To cut through the noise, I’m going to break down the fors and the againsts of paid links.

Spoiler alert: things aren’t always so black and white—often, they are grey.

What are Paid Links?

Paid links are backlinks acquired by payment or exchange of value—money, free products, services, or anything else Google might deem a reason for linking outside of editorial merit.

Paid links can include

  • sponsored posts,
  • guest posts,
  • link placements (or niche edits),
  • and product reviews.

In contrast, organic links are placed voluntarily by a website because they view your content as valuable, and earned links are backlinks you gain through outreach efforts like providing expert insights on HARO.

Google’s Official Stance vs. The Real World

Officially, paid links are against Google’s guidelines. The search engine wants you to earn backlinks naturally—something they call organic link building.

In this video, Matt Cutts defines paid links as ” People paying money outright for links based on page rank, flowing the page rank, trying to get higher rankings.” He then gives examples of scenarios that would make a paid link a paid link, including mentions of exchanging pizza, beer, and $1 pens.

Pizza, beer, and pens? It’s ambiguity overload. Matt also forgets to mention how Google can tell the difference—an admission not missed by the video’s audience.

If you scroll down to the comments, you’ll notice some pushback. The first commenter asks, “How would Google know if I bought them a pizza or an 18-course dinner?”

Someone else says, “This video is pretty weird because it gives the criteria Google looks for when assessing whether or not a link is “paid,” but it doesn’t give us the slightest inkling as to HOW they begin to make these assessments. Am I missing something? How would Google know if money changed hands?”

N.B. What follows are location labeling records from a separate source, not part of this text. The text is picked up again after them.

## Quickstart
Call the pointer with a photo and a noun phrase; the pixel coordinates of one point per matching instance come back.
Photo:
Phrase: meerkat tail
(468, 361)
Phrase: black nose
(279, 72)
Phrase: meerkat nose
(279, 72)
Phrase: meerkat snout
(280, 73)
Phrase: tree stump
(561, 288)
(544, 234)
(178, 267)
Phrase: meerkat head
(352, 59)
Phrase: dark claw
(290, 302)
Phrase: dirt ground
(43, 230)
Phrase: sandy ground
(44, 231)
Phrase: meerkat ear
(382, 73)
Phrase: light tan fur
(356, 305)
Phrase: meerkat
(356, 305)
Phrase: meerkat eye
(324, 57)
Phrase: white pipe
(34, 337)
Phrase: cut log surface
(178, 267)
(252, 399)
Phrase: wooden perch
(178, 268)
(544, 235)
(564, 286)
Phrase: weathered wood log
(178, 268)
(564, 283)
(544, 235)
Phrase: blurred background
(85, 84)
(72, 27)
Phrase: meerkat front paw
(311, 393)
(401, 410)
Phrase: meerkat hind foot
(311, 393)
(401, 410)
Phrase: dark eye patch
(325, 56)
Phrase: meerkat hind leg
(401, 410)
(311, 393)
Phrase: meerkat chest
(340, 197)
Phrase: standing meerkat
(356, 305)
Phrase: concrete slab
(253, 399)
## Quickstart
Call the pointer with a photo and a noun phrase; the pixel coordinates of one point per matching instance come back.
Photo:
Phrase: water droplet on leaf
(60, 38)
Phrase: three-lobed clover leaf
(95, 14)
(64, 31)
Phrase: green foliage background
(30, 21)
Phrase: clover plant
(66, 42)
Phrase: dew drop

Matt didn’t answer these questions, but the below section does.

How Google Knows if You Bought Backlinks

Here are some ways the search engine can tell between a paid and an organic link:

Obvious Red Flags

  • A sudden increase in backlink growth (high link velocity).
  • A disproportionate number of links from low-quality or spammy sites.
  • Overly optimized or irrelevant anchor texts that are used consistently.
  • Unnatural link placement, sitewide links, or links within manipulative networks.

Advanced Detection Methods

  • Identifying groups of sites primarily engaged in link selling (PBNs).
  • Investigating sites suspected of violating guidelines (manual reviews).

Caveat: Here’s the catch for Google, though. Their systems are far from perfect. If you’re informed about buying backlinks, meaning you aren’t participating in blatant link-building schemes, it can be challenging for Google to know whether a site is paying for links or not. This imperfect system is why selling and buying links remain so common.

Just Google “link-building services.” You’ll see for yourself.

Why Backlinks Matter, Even If Google Says They Don’t

Backlinks are the most potent way to signal to Google that your website is an authoritative force, ripe with high-quality information that Google users will absolutely love. The more authority your website signals, the higher Google is likely to rank your content on the search engine results pages (SERPs). This isn’t just a hunch. When asked about the most important ranking signals, Google’s Andrey Lipattsev once stated, “I can tell you what they are… it’s content and links pointing to your site.”

Despite Andrey’s statement, which Google has repeatedly echoed, some company spokespeople have recently suggested that backlinks aren’t as strong as people think.

When Google’s Gary Illyes was recently (September 2023) asked at an AMA (Ask Me Anything) at Pubcon Pro whether backlinks were still a top three ranking factor, Illyes stated, “I think they are important, but I think people overestimate the importance of links. I don’t agree it’s in the top three. It hasn’t been for some time.”

John Mueller has also shared Illyes’ sentiment. In 2020, Mueller stated, “Links are definitely not the most important SEO factor.”

The problem for these gentlemen is that there is plenty of evidence to counter their statements. I delve deeper into this evidence in just a moment.

Before we do, though, why don’t we quickly speculate on why company representatives like Gary and John would steer us away from the importance of building backlinks?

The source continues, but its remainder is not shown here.